W&V Online mag Menschen mit Masken und hat Gereon Klug ein paar Fragen zur Ausstellung, ihrer Arbeit und außerdem eine Thesen-Überprüfung geschickt. Hier sind die Antworten des Trios: 

Erst 2011 wurde Rocket & Wink gegründet und jetzt die erste Ausstellung im Museum für Kunst und Gewerbe Hamburg. Und dann gleich der Auftakt, als schräger Appetizer für die Presse. Wie fühlt sich das an, wenn 100 eigene Werke im Museum hängen?

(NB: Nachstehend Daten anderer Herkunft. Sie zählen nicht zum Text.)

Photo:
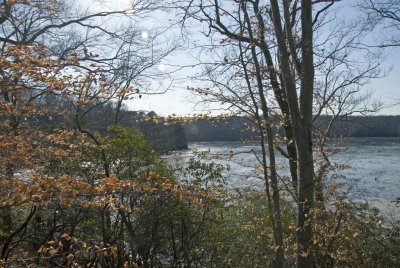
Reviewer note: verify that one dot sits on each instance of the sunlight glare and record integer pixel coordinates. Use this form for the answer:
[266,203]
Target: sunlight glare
[144,35]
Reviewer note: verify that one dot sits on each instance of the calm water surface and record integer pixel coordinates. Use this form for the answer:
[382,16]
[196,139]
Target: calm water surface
[373,166]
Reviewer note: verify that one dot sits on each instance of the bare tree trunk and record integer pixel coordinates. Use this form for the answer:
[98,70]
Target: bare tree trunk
[301,120]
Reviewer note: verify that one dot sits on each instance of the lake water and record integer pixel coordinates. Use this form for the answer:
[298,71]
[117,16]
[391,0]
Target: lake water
[373,167]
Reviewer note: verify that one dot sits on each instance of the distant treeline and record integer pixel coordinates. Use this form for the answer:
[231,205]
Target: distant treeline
[174,136]
[240,128]
[162,137]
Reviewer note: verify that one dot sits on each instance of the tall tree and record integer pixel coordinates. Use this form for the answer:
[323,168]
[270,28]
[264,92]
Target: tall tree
[266,57]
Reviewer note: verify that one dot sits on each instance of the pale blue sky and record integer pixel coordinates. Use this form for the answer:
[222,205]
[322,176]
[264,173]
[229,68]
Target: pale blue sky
[179,101]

Famos! Das Museum für Kunst und Gewerbe ist zwar alt, aber offensichtlich nicht im Geiste. Unsere Werke gehen nach der Ausstellung ja auch in den Besitz des MKG über, das übrigens die größte Plakatsammlung der Welt beherbergt. Insofern ist es schon eine Ehre, derart museumsreif zu sein. Hätten wir Eltern, wären sie stolz.

Schon mal da gewesen im Museum, ohne Maske, um Reaktion der Leute zu beobachten? Quasi inkognito vom Inkognito? Und wenn ja - was erlebt?

Nein. Leider nein.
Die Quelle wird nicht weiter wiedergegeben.